Single by Johnnie Taylor

from the album Who's Making Love...
- B-side: "I'm Trying"
- Released: October 1968
- Recorded: 1968
- Genre: Southern soul; northern soul;
- Length: 2:47
- Label: Stax (STA-0009)
- Songwriter(s): Homer Banks; Bettye Crutcher; Don Davis; Raymond Jackson;
- Producer(s): Don Davis

Johnnie Taylor singles chronology
| "I Ain't Particular" (1968) | "Who's Making Love" (1968) | "Take Care of Your Homework" (1969) |

= Who's Making Love =

"Who's Making Love" is a song written by Stax Records staffers Homer Banks, Bettye Crutcher, Don Davis and Raymond Jackson and recorded by singer Johnnie Taylor in 1968.

Released on the Stax label in the late summer of 1968, it became Taylor's breakthrough single, reaching number one on the US Billboard R&B chart and number five on the Billboard Hot 100. It became one of the few singles Taylor would become primarily known for in the mainstream. The song featured the Stax house band, Booker T. & the M.G.'s, and Isaac Hayes (on keyboards). It was Taylor's best-selling single before the release of "Disco Lady" almost a decade later.

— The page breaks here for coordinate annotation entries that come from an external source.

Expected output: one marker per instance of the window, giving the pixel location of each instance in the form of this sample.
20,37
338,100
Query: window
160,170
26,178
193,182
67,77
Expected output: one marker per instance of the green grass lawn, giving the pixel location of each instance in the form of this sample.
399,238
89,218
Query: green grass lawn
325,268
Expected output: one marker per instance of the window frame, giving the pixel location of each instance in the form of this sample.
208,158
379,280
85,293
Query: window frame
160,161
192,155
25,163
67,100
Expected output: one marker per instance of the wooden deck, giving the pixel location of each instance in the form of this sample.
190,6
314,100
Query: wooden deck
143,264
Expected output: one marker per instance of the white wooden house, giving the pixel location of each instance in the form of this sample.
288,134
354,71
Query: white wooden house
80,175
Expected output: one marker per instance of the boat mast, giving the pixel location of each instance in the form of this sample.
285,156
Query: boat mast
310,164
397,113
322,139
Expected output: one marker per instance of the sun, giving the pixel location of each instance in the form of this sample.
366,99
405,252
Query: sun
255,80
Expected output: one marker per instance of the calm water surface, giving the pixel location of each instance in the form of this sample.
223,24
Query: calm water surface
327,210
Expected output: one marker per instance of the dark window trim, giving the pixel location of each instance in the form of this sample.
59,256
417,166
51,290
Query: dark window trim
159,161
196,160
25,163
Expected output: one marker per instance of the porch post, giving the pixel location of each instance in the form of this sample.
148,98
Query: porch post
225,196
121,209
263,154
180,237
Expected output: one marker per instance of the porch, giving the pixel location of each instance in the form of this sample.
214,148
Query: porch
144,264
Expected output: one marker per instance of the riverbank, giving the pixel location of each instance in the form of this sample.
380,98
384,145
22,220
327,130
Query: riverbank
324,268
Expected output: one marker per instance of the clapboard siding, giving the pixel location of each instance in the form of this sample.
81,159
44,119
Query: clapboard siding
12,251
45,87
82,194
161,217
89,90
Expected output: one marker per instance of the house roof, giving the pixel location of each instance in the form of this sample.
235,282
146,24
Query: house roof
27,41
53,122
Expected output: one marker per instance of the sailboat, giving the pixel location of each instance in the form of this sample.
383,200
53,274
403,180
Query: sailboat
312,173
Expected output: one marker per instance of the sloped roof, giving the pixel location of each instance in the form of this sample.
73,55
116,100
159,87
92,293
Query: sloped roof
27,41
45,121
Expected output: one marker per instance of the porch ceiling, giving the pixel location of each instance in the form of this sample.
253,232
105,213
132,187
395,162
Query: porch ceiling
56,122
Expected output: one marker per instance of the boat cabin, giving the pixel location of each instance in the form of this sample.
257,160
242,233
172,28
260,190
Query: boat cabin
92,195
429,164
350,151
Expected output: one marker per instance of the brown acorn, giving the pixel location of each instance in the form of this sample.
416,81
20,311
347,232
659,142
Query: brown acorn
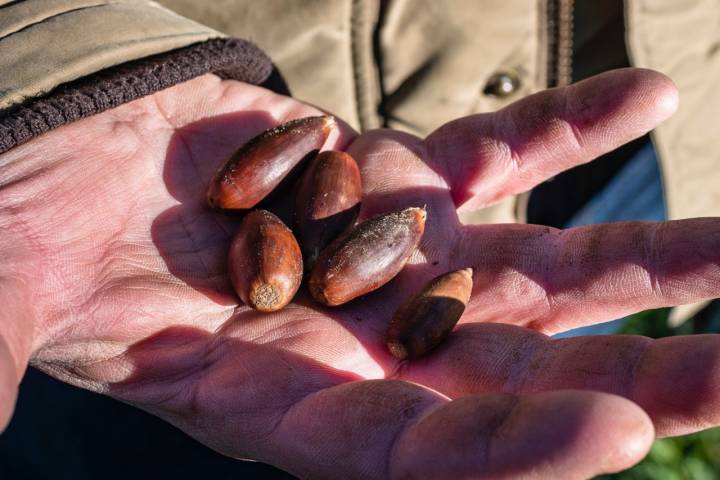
427,318
253,171
327,201
366,257
265,263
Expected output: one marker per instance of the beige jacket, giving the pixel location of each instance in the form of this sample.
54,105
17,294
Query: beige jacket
425,61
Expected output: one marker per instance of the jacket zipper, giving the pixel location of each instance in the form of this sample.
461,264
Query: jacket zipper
560,42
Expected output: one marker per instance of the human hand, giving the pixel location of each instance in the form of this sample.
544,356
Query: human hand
120,267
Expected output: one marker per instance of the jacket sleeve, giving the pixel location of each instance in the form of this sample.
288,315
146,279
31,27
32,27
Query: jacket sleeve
68,59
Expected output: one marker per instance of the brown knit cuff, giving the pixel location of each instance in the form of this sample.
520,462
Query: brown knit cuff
227,57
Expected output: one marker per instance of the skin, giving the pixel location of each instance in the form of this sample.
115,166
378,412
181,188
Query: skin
113,277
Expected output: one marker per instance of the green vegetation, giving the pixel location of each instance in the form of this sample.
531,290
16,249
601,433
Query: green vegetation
691,457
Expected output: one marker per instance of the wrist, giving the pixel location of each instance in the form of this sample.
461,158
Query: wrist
16,339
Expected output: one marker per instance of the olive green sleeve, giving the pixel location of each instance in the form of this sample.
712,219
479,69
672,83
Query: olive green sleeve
62,60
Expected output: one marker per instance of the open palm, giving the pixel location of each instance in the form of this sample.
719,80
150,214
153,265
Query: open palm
124,272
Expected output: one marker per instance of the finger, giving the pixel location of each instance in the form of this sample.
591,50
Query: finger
488,157
552,280
676,380
230,114
391,429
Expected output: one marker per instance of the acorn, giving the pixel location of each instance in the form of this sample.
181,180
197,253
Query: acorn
327,202
265,262
255,169
366,257
427,318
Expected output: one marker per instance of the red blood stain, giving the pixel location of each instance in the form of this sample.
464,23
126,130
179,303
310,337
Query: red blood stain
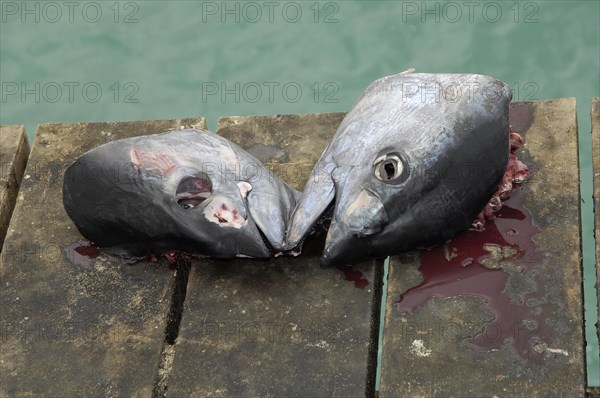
353,275
456,269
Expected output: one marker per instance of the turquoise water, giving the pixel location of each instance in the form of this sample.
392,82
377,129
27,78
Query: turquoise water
107,60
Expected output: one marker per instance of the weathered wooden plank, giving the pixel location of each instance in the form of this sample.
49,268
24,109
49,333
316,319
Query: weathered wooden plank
472,320
14,150
284,327
595,114
72,326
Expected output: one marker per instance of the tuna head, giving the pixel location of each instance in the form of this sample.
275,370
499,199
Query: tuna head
412,163
189,191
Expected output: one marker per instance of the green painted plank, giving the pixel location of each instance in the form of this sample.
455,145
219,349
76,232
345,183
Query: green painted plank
284,327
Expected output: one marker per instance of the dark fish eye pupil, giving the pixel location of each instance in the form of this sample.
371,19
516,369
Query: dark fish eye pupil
390,170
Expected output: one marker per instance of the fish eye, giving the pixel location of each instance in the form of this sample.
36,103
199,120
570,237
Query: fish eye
388,167
192,191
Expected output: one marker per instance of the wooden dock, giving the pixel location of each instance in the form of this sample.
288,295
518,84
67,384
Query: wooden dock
504,323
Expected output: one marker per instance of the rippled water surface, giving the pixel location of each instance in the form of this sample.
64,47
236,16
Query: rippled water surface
108,60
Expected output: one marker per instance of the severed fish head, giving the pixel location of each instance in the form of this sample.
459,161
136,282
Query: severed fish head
413,162
190,191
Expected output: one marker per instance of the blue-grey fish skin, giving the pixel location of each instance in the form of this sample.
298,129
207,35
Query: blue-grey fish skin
188,190
413,162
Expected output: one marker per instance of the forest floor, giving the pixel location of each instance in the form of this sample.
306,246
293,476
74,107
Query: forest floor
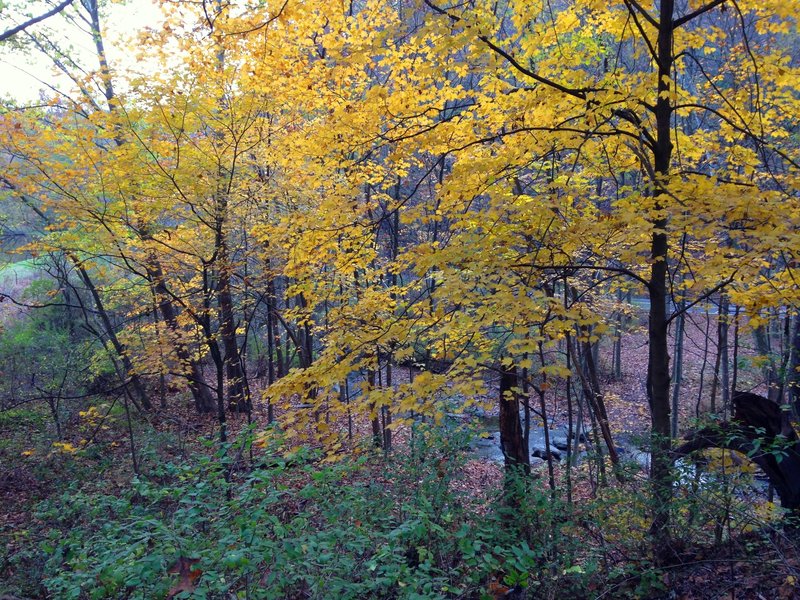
760,561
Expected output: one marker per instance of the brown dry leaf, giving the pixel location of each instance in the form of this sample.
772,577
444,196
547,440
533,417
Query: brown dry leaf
187,576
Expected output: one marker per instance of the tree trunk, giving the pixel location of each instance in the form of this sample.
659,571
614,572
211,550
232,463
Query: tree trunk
658,376
762,431
512,442
191,369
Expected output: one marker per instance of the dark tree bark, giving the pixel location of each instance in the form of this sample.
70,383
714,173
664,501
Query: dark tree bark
512,441
204,403
762,431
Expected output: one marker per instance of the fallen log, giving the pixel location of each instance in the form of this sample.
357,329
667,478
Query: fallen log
762,431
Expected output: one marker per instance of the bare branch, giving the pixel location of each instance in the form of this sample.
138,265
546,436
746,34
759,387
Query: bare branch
696,13
15,30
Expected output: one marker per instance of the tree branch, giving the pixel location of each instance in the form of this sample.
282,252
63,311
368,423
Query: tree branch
15,30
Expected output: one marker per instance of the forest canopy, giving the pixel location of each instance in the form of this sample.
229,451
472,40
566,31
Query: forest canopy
295,243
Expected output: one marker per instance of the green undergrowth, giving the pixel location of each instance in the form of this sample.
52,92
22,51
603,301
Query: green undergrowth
299,528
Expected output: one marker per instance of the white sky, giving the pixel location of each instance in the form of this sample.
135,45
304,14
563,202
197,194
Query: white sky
21,75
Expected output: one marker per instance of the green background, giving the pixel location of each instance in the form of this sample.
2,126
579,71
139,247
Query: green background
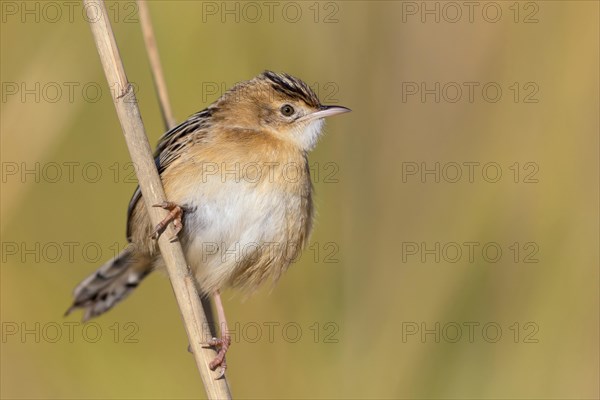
356,293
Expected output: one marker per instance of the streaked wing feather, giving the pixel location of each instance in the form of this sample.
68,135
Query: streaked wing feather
170,147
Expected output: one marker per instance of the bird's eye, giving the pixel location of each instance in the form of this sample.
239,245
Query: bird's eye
287,110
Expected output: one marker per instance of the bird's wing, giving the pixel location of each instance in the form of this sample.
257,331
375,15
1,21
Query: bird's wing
170,147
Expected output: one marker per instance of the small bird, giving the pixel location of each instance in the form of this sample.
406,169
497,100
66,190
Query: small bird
240,197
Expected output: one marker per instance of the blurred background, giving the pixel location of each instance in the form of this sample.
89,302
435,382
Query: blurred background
455,250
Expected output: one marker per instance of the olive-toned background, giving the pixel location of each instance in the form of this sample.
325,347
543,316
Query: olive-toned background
359,315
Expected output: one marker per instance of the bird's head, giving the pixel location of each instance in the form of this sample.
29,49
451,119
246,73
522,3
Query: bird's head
280,104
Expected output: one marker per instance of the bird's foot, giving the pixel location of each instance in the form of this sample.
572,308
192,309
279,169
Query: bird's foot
175,215
222,345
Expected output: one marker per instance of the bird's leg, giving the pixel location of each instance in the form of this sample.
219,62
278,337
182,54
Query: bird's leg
175,215
224,342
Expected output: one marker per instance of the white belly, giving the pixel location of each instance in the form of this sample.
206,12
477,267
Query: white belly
233,222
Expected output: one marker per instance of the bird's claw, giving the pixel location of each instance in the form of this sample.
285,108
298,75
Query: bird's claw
175,215
219,361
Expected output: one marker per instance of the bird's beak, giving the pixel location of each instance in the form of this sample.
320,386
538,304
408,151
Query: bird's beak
324,111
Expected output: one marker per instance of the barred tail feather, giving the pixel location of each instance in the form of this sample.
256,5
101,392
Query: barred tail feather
110,284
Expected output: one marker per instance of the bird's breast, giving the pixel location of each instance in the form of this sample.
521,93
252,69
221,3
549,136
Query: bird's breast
248,214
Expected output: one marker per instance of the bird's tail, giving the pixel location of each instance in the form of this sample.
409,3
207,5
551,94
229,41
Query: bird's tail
111,283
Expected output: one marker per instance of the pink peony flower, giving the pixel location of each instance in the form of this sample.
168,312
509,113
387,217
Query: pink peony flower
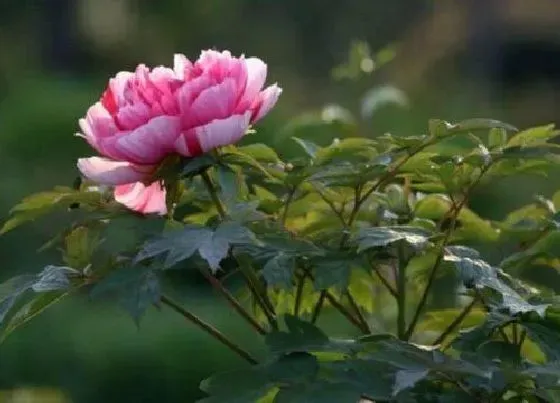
191,109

According to Bettye Crutcher, the lyrics were inspired by the 1920s novelty song, "Who Takes Care of the Caretaker's Daughter (While the Caretaker's Busy Taking Care)".

==Chart history==

| Chart (1968–69) | Peak position |
|---|---|
| Canada (RPM Top 100) | 7 |
| U.S. Billboard Hot 100 | 5 |
| U.S. Billboard Hot R&B singles | 1 |

==Cover versions==
- Tony Joe White covered the song on his 1968 album Black and White.
- Young-Holt Unlimited released a cover on the album Soulful Strut in 1968 and as a single in 1969 (#47 Canada), both on Brunswick Records.
- The Blues Brothers released a cover version as a single in 1980, which reached number 39 on the US chart.
- Christian McBride included the song in his 2013 album Out Here.
- The Nation Funktasia covered the song on their 1991 album In Search of the Last Trump of Funk.